License: MIT Python 3.8 PyTorch 1.12

LEARNING ROBUST SELF-ATTENTION FEATURES FOR SPEECH EMOTION RECOGNITION WITH LABEL-ADAPTIVE MIXUP

Lei Kang, Lichao Zhang, Dazhi Jiang.

Accepted to ICASSP 2023.

Hardware and Software:

  • i9-10900

  • 64GB RAM

  • RTX3090 (24GB)

  • Ubuntu 22.04

  • Python 3.8

  • PyTorch 1.12

Dataset

IEMOCAP

To make our results comparable to the state-of-the-art works [2, 3, 18], we merge ”excited” into ”happy” category and use speech data from four categories of ”angry”, ”happy”, ”sad” and ”neutral”, which leads to a 5531 acoustic utterances in total from 5 sessions and 10 speakers. The widely used Leave-One-Session-Out (LOSO) 5-fold cross-validation is utilized to report our final results. Thus, at each fold, 8 speakers in 4 sessions are used for training while the other 2 speakers in 1 session are used for testing.

Train the model

  • The dataset URL should be modified according to your environment in dataset_wavMix.py.
  • Start the training process by running python train.py, note that the training information will be printed out once per epoch.
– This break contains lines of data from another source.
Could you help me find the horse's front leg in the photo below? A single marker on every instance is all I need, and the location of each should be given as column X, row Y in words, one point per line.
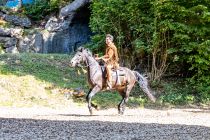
column 91, row 93
column 125, row 96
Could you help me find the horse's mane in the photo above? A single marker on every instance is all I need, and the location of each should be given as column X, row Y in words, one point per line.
column 81, row 49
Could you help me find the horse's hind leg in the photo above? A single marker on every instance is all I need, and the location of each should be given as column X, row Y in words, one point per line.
column 125, row 96
column 121, row 106
column 91, row 93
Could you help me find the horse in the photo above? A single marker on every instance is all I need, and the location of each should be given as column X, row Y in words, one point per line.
column 97, row 79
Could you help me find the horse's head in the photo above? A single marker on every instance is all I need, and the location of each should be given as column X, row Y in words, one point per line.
column 80, row 56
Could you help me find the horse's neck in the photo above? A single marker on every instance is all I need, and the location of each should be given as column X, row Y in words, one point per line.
column 92, row 63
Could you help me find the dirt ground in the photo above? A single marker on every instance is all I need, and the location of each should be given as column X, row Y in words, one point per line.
column 75, row 123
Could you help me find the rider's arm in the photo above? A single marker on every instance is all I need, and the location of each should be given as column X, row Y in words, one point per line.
column 109, row 55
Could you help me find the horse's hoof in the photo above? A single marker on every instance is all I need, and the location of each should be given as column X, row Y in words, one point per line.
column 120, row 113
column 91, row 112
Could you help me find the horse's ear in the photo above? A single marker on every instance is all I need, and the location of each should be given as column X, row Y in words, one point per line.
column 80, row 49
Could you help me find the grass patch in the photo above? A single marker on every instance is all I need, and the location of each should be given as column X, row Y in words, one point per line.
column 39, row 79
column 36, row 79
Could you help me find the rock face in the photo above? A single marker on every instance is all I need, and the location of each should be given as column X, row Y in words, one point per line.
column 60, row 35
column 67, row 35
column 16, row 20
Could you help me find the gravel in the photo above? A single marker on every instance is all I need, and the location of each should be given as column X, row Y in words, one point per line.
column 75, row 123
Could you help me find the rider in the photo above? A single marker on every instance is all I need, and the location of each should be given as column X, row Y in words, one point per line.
column 110, row 58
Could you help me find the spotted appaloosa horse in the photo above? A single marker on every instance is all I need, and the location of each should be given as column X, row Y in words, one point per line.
column 123, row 80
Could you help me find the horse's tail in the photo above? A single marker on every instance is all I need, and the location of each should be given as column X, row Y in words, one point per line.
column 143, row 83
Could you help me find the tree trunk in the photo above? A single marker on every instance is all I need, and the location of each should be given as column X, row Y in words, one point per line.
column 71, row 9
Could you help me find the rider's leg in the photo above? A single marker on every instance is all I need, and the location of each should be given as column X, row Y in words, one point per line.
column 109, row 75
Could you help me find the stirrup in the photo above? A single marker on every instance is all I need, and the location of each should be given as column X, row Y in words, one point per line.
column 109, row 86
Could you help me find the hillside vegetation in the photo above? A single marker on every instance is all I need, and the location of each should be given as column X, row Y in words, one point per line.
column 46, row 79
column 36, row 79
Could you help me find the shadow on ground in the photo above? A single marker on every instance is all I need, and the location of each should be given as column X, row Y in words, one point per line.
column 11, row 128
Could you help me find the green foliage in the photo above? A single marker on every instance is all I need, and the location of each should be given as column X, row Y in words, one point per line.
column 169, row 37
column 178, row 93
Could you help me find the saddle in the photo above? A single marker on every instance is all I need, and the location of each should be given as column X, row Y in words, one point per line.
column 118, row 75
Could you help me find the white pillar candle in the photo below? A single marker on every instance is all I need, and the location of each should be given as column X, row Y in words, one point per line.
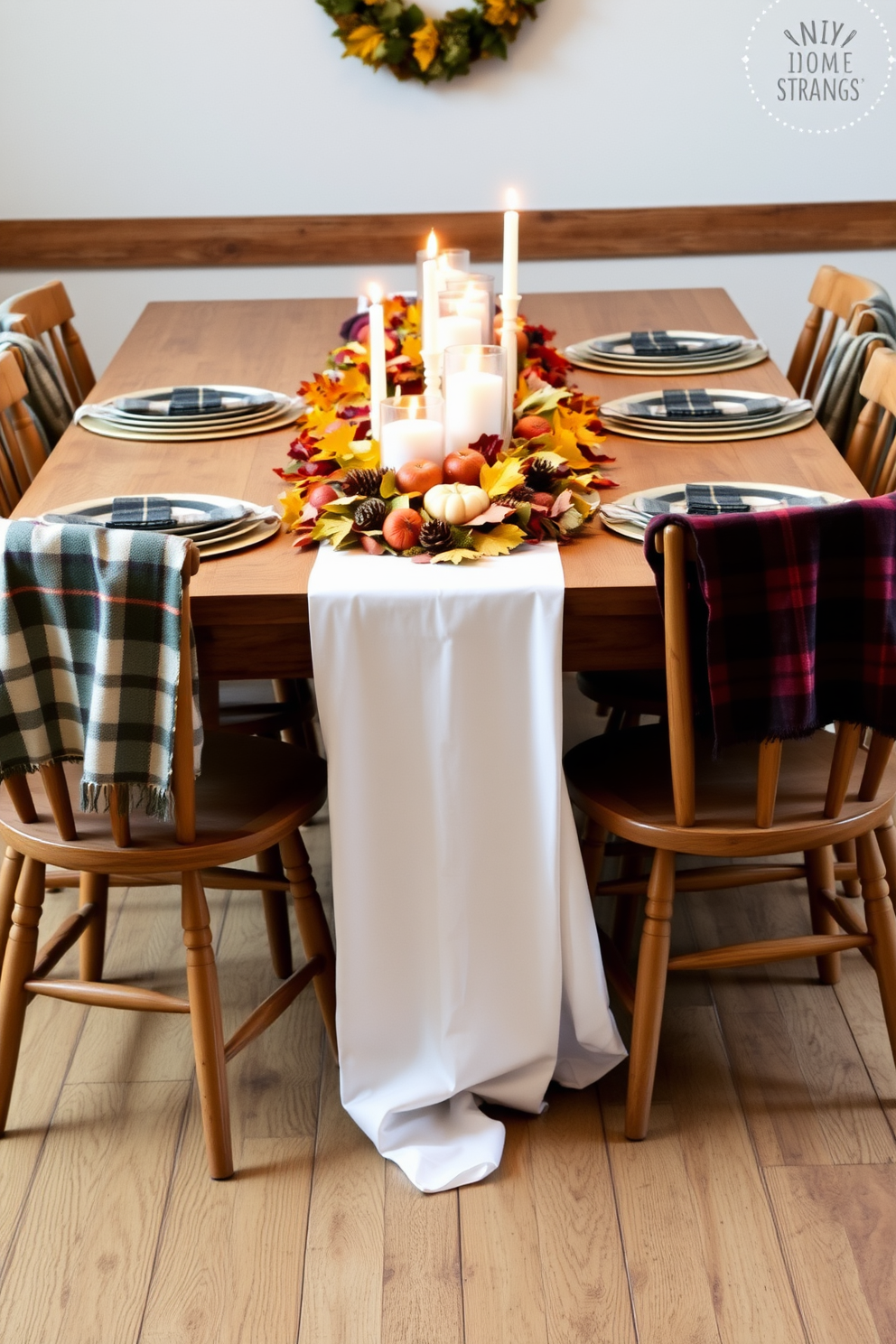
column 510, row 247
column 473, row 406
column 476, row 304
column 457, row 330
column 408, row 440
column 430, row 322
column 378, row 359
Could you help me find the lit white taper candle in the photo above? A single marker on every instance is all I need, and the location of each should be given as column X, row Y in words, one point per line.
column 510, row 297
column 378, row 358
column 432, row 351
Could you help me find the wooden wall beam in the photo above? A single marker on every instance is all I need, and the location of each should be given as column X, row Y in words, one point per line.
column 369, row 239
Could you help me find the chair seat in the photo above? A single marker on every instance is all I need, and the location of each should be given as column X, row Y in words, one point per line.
column 250, row 795
column 642, row 691
column 626, row 779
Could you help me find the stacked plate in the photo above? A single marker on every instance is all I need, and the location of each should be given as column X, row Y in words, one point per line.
column 215, row 523
column 705, row 415
column 656, row 352
column 630, row 514
column 190, row 413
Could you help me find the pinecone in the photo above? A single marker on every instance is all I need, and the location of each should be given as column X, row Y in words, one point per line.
column 518, row 495
column 369, row 515
column 363, row 480
column 435, row 537
column 540, row 476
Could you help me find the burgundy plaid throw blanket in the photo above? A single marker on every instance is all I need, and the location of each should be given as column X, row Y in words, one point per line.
column 793, row 619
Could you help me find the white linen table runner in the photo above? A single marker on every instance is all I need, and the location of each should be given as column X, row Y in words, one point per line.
column 468, row 961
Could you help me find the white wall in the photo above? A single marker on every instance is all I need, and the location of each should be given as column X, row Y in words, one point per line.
column 201, row 107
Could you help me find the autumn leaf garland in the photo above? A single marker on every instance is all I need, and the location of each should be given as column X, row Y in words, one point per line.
column 414, row 46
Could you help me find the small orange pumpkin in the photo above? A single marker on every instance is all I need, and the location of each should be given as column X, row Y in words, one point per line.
column 402, row 528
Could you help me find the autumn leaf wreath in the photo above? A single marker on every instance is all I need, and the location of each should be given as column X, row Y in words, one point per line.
column 413, row 46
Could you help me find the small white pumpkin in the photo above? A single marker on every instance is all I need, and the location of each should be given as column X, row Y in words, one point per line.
column 455, row 504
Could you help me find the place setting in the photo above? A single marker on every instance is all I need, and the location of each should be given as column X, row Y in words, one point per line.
column 630, row 514
column 658, row 352
column 185, row 415
column 215, row 523
column 705, row 415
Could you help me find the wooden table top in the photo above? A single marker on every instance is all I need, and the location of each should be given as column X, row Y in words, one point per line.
column 610, row 606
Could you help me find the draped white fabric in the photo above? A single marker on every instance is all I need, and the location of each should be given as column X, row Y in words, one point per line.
column 468, row 963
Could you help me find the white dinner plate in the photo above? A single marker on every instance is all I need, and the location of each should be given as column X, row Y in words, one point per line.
column 658, row 369
column 754, row 492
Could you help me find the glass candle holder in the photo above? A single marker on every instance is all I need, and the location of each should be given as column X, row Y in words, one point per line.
column 411, row 429
column 476, row 394
column 453, row 265
column 461, row 304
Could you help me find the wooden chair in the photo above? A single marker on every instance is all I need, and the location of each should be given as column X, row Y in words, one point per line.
column 44, row 313
column 661, row 789
column 835, row 294
column 251, row 796
column 872, row 453
column 23, row 452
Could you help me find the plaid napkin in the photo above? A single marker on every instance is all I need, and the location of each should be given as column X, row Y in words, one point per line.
column 191, row 401
column 140, row 511
column 695, row 404
column 714, row 499
column 793, row 619
column 658, row 343
column 89, row 658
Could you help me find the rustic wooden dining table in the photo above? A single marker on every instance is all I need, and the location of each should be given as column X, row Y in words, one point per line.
column 250, row 609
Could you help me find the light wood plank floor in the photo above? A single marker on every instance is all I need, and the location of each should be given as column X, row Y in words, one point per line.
column 761, row 1209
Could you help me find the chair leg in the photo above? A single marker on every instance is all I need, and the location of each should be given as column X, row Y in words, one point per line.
column 887, row 845
column 209, row 1032
column 18, row 966
column 882, row 925
column 845, row 853
column 275, row 916
column 819, row 873
column 10, row 873
column 91, row 947
column 649, row 994
column 593, row 847
column 312, row 926
column 625, row 919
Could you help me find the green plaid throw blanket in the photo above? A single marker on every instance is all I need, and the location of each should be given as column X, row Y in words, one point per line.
column 89, row 655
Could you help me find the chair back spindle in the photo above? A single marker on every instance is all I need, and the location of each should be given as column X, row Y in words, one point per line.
column 46, row 313
column 837, row 294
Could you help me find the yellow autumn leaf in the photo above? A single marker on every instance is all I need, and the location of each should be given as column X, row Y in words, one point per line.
column 413, row 349
column 565, row 445
column 426, row 43
column 500, row 540
column 578, row 425
column 364, row 42
column 454, row 556
column 501, row 477
column 501, row 11
column 336, row 440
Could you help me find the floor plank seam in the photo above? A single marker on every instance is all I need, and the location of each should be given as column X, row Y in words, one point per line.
column 23, row 1206
column 165, row 1209
column 311, row 1184
column 865, row 1066
column 618, row 1217
column 761, row 1170
column 460, row 1264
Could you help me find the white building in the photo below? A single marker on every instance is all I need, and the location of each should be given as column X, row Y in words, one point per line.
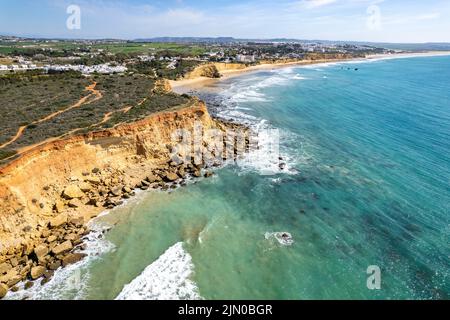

Architecture of the proposed method

arch

Comparison with state of the arts

res

Citation

If you are using the code or benchmarks in your research, please cite our paper:

Lei Kang, Lichao Zhang, Dazhi Jiang. "Learning Robust Self-attention Features for Speech Emotion Recognition with Label-adaptive Mixup", IEEE International Conference on Acoustics, Speech, and Signal Processing (ICASSP 2023), Rhodes Island, Greece, Jun 2023.